Lots of people were crucified back then. Why do we talk so much about Jesus’ suffering? What was different about His death?
When Jesus said that His “soul was overwhelmed with sorrow to the point of death” (Matthew 26:37) in the Garden of Gethsemane, it wasn’t only because of the future pain of the crucifixion (even though, as God, He knew exactly what it would feel like). Many people had faced that exact same fate. His sorrow was because He carried the burden of sin for every human being.
Have you ever done anything wrong and then felt really guilty or bad about it? Jesus was overwhelmed with sorrow because God put on Him the consequences of sin for all people of all time. He felt that guilt and sorrow for everyone. God charged Him guilty instead of us.

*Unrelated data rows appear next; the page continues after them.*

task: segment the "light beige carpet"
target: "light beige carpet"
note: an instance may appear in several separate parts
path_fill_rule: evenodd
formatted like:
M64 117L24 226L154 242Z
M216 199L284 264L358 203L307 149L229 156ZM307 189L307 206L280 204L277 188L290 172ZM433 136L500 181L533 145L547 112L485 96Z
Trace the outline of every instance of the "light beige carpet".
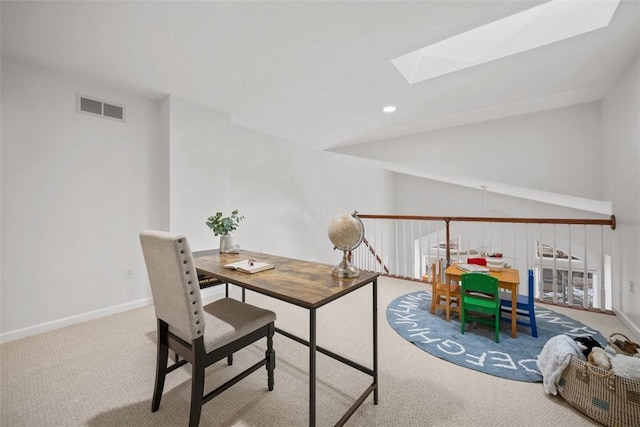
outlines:
M505 380L435 358L400 337L386 321L394 298L422 284L379 281L380 404L369 397L352 426L596 425L541 383ZM239 296L234 289L233 296ZM308 336L307 311L254 293L248 300L275 310L277 325ZM555 308L554 308L555 309ZM628 329L615 317L557 309L604 336ZM360 289L318 310L318 344L371 366L371 290ZM152 413L155 370L152 306L0 346L2 426L183 426L189 418L188 367L169 374ZM267 391L259 370L203 407L202 426L308 425L308 350L276 335L276 384ZM208 370L206 387L254 363L258 345L236 354L234 366ZM370 384L370 377L318 356L317 425L333 425Z

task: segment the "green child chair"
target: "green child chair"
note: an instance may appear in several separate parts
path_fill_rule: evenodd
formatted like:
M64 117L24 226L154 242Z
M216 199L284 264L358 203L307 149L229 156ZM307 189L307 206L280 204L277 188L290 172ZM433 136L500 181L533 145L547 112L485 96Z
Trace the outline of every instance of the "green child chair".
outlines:
M460 308L460 332L464 334L465 324L475 321L493 325L496 342L500 342L500 295L498 279L482 273L462 275L462 307ZM469 312L492 315L493 318L471 316Z

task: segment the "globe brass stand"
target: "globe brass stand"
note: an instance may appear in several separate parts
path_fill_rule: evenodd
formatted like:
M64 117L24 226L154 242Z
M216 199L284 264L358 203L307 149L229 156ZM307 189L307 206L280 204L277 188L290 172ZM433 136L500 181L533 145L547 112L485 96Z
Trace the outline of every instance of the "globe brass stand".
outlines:
M347 252L343 251L342 262L331 269L331 275L338 279L354 279L360 275L360 270L351 265L347 259Z

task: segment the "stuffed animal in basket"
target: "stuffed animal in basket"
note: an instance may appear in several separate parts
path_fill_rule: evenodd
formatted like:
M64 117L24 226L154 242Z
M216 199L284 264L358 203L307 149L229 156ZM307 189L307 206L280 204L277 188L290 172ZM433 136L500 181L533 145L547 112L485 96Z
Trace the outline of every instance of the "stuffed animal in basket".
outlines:
M607 353L602 347L593 347L591 349L591 353L589 353L589 357L587 358L587 360L589 361L589 363L599 366L602 369L611 369L609 357L607 357Z
M624 335L621 336L624 337ZM611 336L609 337L609 344L617 350L617 353L640 357L640 346L629 339L620 339Z
M587 335L585 337L575 337L573 340L578 344L578 348L580 348L580 351L582 351L582 354L584 354L585 358L589 357L589 354L591 354L591 350L593 348L602 348L600 343L596 341L596 339L591 335Z

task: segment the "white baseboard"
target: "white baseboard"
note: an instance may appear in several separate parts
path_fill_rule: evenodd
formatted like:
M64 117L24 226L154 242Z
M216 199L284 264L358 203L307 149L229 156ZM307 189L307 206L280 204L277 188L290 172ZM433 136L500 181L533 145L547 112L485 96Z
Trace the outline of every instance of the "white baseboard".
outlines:
M202 298L208 298L221 293L222 287L207 288L200 291ZM55 329L64 328L65 326L76 325L88 320L98 319L100 317L110 316L112 314L122 313L123 311L133 310L134 308L144 307L153 304L153 299L143 298L137 301L131 301L100 310L90 311L88 313L77 314L75 316L65 317L64 319L53 320L51 322L41 323L39 325L29 326L27 328L16 329L14 331L4 332L0 334L0 343L14 341L20 338L30 337L32 335L50 332Z
M615 315L618 316L618 319L620 319L620 321L622 323L624 323L624 325L629 328L629 330L631 332L634 333L635 335L635 339L633 339L634 337L629 337L630 339L632 339L635 342L640 341L640 328L638 328L638 326L634 325L633 322L631 322L631 320L624 314L624 313L620 313L618 311L614 311Z

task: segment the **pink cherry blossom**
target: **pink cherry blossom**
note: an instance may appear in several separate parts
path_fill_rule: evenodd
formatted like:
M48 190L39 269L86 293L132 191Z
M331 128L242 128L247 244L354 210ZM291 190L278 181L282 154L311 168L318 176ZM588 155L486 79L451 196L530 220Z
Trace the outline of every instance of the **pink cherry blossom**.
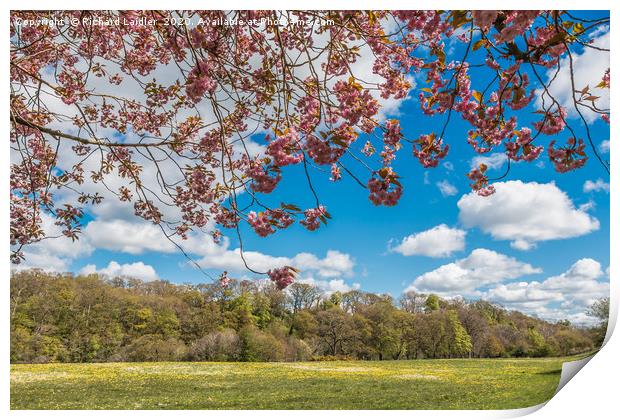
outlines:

Where was Jesus during between Good Friday and Easter?
If you are talking about Jesus’ body, it was in the tomb. It never left until He was resurrected. Jesus’ spirit (the part of us that goes to heaven and holds all of our memories, feelings and love for God) did not stay in the tomb. 1 Peter 3:18-19 indicates that He was in Hades for at least a part of this time – not as one who was being punished, but to preach to those who were there. Grown-ups don’t agree on this because there isn’t much information in the Bible about this. We can know for sure that the Bible contains every piece of information that we need to know to follow Jesus. It just may not have the pieces of information that we want to know.
It seems that God wants us to focus more on what Jesus did on the cross and what happened after His resurrection than what happened in between.
Your kids may have other questions. If you don’t know the answers – that is okay. We don’t have to have all the answers. We simply need to point them to the One who does.